Jordynn Jack, Melissa Birkhofer, and Heath Sledge were selected to receive one of five Ueltschi Service-Learning Course Development Grants (available from the Office of the Provost) through the APPLES program. The grant will be used to develop resources for a service learning version of English 12, Writing Across the Disciplines, in conjunction with the Center for Healthy Student Behaviors.
Joan Didion, winner of the 2005 National Book Award for non-fiction for her memoir, The Year of Magical Thinking, was named the 2006 Morgan Writer-in-Residence. She gave the annual Morgan Lecture on February 28 in UNC's Memorial Hall.
This month, Jeanne Moskal will be delivering the keynote lecture for the biennial conference, in Denver, of the International Society for Travel Writing. Her talk is "Travel Books' Fuzzy Logic: The Case of Medical Missionaries."
Vienna Voices by Jill Knight Weinberger and Eating Europe by Jon Volkmer, from Dr. Moskul's "Writing Travel" series, were published in May 2006 by Parlor Press. Her current book-in-progress, Women, Missions, and Modernity, has been funded by the Lilly Foundation and the National Endowment for the Humanities.
The English Department's Professor of Distinguished Teaching, Christopher Armitage, has been appointed Adjunct Professor of Peace, War, and Defense.

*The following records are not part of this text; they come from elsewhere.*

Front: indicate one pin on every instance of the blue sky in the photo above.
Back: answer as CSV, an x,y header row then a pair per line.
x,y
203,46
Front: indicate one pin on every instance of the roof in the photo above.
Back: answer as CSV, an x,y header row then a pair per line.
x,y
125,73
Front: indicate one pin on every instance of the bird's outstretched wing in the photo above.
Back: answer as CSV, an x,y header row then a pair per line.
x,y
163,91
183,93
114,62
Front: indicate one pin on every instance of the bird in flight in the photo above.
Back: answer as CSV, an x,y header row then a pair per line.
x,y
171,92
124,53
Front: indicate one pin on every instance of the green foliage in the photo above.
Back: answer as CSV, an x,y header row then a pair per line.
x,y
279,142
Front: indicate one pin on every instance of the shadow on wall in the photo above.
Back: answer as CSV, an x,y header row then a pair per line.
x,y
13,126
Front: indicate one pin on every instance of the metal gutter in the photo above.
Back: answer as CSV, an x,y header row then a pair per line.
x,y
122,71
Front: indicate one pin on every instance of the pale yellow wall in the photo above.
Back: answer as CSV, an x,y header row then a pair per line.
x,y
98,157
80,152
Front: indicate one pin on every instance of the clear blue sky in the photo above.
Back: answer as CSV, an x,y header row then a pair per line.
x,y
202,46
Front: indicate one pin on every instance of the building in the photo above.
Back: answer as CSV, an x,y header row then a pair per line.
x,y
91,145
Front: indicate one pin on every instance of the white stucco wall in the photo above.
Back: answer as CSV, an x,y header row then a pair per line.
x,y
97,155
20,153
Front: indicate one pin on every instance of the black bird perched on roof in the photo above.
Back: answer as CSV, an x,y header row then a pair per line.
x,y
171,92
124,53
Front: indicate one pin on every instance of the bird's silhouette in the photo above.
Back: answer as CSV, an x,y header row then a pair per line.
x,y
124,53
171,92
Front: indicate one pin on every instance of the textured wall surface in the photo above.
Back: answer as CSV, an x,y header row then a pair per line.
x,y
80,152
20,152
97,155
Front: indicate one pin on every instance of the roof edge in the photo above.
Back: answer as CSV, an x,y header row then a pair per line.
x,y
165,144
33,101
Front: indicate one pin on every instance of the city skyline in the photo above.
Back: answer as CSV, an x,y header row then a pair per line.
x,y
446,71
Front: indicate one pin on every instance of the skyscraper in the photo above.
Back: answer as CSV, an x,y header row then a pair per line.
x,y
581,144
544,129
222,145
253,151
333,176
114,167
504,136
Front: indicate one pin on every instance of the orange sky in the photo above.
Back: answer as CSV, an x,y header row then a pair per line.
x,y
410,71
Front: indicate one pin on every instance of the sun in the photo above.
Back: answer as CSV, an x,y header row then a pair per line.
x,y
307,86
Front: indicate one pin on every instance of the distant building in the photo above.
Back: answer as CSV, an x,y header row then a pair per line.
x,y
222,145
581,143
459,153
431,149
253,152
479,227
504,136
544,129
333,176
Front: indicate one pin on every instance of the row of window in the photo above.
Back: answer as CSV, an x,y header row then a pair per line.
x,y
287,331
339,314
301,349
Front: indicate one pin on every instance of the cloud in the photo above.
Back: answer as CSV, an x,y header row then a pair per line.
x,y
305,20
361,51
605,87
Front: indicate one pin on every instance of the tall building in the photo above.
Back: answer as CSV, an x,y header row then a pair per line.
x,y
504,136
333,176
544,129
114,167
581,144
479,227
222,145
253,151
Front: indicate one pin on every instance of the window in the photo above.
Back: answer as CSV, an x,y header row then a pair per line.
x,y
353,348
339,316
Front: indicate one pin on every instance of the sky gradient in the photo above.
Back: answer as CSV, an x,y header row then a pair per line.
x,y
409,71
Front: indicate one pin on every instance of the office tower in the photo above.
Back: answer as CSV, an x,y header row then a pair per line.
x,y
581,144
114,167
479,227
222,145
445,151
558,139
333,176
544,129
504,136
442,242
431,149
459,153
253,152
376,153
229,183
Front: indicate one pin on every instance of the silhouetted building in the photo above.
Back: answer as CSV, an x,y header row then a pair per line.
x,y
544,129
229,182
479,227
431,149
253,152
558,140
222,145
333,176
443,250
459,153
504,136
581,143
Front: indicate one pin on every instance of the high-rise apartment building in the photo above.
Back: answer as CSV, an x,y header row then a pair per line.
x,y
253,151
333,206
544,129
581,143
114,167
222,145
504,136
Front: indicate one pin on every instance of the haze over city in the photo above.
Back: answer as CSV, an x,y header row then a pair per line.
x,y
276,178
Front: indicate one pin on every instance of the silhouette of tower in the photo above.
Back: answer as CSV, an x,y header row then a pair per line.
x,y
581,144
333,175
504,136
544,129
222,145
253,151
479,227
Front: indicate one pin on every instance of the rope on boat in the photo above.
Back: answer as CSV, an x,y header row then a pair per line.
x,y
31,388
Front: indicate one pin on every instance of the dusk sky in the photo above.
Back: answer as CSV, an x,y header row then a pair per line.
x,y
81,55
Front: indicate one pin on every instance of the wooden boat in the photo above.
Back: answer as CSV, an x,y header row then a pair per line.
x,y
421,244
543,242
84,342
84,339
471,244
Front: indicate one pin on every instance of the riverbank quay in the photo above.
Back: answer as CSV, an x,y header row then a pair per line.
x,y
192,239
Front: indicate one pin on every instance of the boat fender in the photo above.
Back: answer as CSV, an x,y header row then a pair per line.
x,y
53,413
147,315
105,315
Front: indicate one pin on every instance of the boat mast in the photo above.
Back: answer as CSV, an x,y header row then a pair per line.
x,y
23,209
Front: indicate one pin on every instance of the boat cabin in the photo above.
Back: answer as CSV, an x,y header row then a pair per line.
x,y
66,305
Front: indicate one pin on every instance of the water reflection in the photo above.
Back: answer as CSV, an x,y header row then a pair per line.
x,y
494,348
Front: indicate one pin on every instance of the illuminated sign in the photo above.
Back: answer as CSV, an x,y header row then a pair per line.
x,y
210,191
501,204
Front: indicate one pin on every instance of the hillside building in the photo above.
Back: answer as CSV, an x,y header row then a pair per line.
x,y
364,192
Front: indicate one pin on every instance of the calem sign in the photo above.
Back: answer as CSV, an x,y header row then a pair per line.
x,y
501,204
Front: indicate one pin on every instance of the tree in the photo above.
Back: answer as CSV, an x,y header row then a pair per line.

Armitage joined the UNC-Chapel Hill faculty in 1967; he specializes in seventeenth and twentieth-century English and Canadian literature. His lively style and personal interest in his students have earned him several awards for excellent teaching: the Nicholas Salgo Outstanding Teacher Award, the first UNC Professor of Distinguished Teaching (1995), a Tanner Award for excellence in undergraduate instruction (2003) and most recently, his second Bowman and Gordon Gray chair for excellence in inspirational teaching of undergraduates. To represent William R. Davie at UNC's Bicentennial (and on later occasions) he appeared on horseback in eighteenth-century costume.
Trudier Harris received the 2005 John Hurt Fisher Award of the South Atlantic Association of Departments of English, presented at the South Atlantic Modern Language Association Conference in Atlanta, November 4-6. The award honors Dr. Harris's outstanding contributions to the field of English scholarship and letters throughout her career.